Toutefois, l’imposition à la TVA, même obligatoire en cas de dépassement des seuils du régime de la franchise en base, permet de bénéficier de plusieurs avantages :

  • Droit à la déduction de la TVA sur les achats et les investissements ce qui constitue un atout précieux en phase de démarrage ou de développement.
  • Pour une clientèle professionnelle assujettie à la TVA, la facturation TTC est indolore, car les clients récupèrent la taxe.
  • L’option pour la TVA peut être exercée à tout moment et prend effet dès le premier jour du mois au cours duquel elle est déclarée. Ce choix doit toutefois être bien mesuré, car l'option doit être maintenue pendant 2 années consécutives.

Réforme de la franchise en base de TVA : Report et perspectives

Le seuil unique d’exonération de TVA pour les petits entrepreneurs a officiellement été reporté, pour une entrée en vigueur au plus tôt en 2026. C’était l’une des mesures les plus contestées du budget 2025 : l’abaissement du seuil d’exonération de taxe sur la valeur ajoutée (TVA) pour les auto-entrepreneurs dès 25 000 euros de chiffre d’affaires par an. Et ce, quel que soit le secteur d’activité.

Initialement gelée jusqu’au 1er juin, la mesure ne verra finalement pas le jour cette année. «Le gouvernement fait le choix de l’écoute et du dialogue», assure Bercy dans un communiqué publié le 30 avril.
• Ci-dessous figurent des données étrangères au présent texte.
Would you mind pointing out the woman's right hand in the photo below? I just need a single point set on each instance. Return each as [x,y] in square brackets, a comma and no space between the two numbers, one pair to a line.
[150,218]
Dans son communiqué, Bercy annonce vouloir reprendre un «débat apaisé» à l’automne, lors de l’examen du projet de loi de finances 2026, prévu dès la rentrée prochaine. Objectif affiché : retravailler une «nouvelle proposition» qui permettrait à la fois de «simplifier le dispositif [de franchise de la TVA]» et de «tenir compte des réalités de la concurrence».

Mais d’ici là, les règles restent inchangées, et la franchise de TVA continuera de s’appliquer jusqu’au 31 décembre 2025 selon les seuils classiques :

  • 85 000 euros de chiffre d’affaires par an pour les activités commerciales, artisanales ou d’hébergement.
  • 37 500 euros de chiffre d’affaires par an pour les prestations de services et professions libérales.
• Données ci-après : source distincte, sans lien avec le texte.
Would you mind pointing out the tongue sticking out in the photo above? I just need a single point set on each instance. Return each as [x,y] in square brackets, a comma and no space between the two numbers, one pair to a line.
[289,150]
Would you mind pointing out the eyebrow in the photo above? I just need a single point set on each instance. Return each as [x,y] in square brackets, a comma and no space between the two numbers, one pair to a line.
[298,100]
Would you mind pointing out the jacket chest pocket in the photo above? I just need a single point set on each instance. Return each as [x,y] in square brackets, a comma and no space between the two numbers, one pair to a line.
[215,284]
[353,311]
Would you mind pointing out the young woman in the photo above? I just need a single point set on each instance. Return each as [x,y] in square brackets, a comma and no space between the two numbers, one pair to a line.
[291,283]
Tant que votre chiffre d’affaires ne dépasse pas ces montants, vous échappez donc à la TVA jusqu’au 31 décembre 2025. Pas besoin de la facturer à vos clients, ni de la reverser à l’Etat.
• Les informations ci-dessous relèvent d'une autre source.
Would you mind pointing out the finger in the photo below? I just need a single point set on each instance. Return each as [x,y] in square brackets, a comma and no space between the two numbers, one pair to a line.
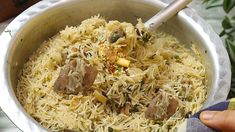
[220,120]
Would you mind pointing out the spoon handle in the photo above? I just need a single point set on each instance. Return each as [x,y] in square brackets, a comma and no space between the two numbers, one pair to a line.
[166,13]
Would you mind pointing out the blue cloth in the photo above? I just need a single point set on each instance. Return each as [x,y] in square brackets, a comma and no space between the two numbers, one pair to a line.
[193,124]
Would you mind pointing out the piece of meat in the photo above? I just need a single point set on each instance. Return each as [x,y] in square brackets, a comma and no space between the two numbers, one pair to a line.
[160,111]
[75,77]
[116,34]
Conseils pratiques pour les auto-entrepreneurs

  • Ajustez votre stratégie tarifaire : Afin d’éviter d’augmenter vos tarifs brutalement, vous pouvez prévoir une augmentation progressive de vos prix, avant même d’avoir dépassé le nouveau seuil de TVA de 25 000 €.
  • S’informer et se former : Pour éviter d’être pris de court, mieux vaut commencer à s’informer et même se former dès maintenant.
  • Choisir un régime d'imposition réel de TVA : Vous devez tout d'abord choisir un régime d'imposition réel de TVA (réel simplifié ou normal) en signalant à votre service des impôts des entreprises que vous avez dépassé les seuils de franchise de TVA. Vous devez aussi ajouter la TVA à vos factures et la déclarer aux impôts selon la périodicité correspondante au régime d'imposition choisi.
  • Faire appel à un expert-comptable : Ce n’est pas obligatoire, mais c'est une option si vous n’êtes pas à l’aise avec la gestion comptable liée à la TVA. Un expert-comptable vous aidera à choisir le bon régime de TVA, à optimiser vos déclarations et à éviter les erreurs fiscales.
  • Régulariser la situation rapidement : Contactez vos clients pour leur envoyer une facture rectificative incluant la TVA.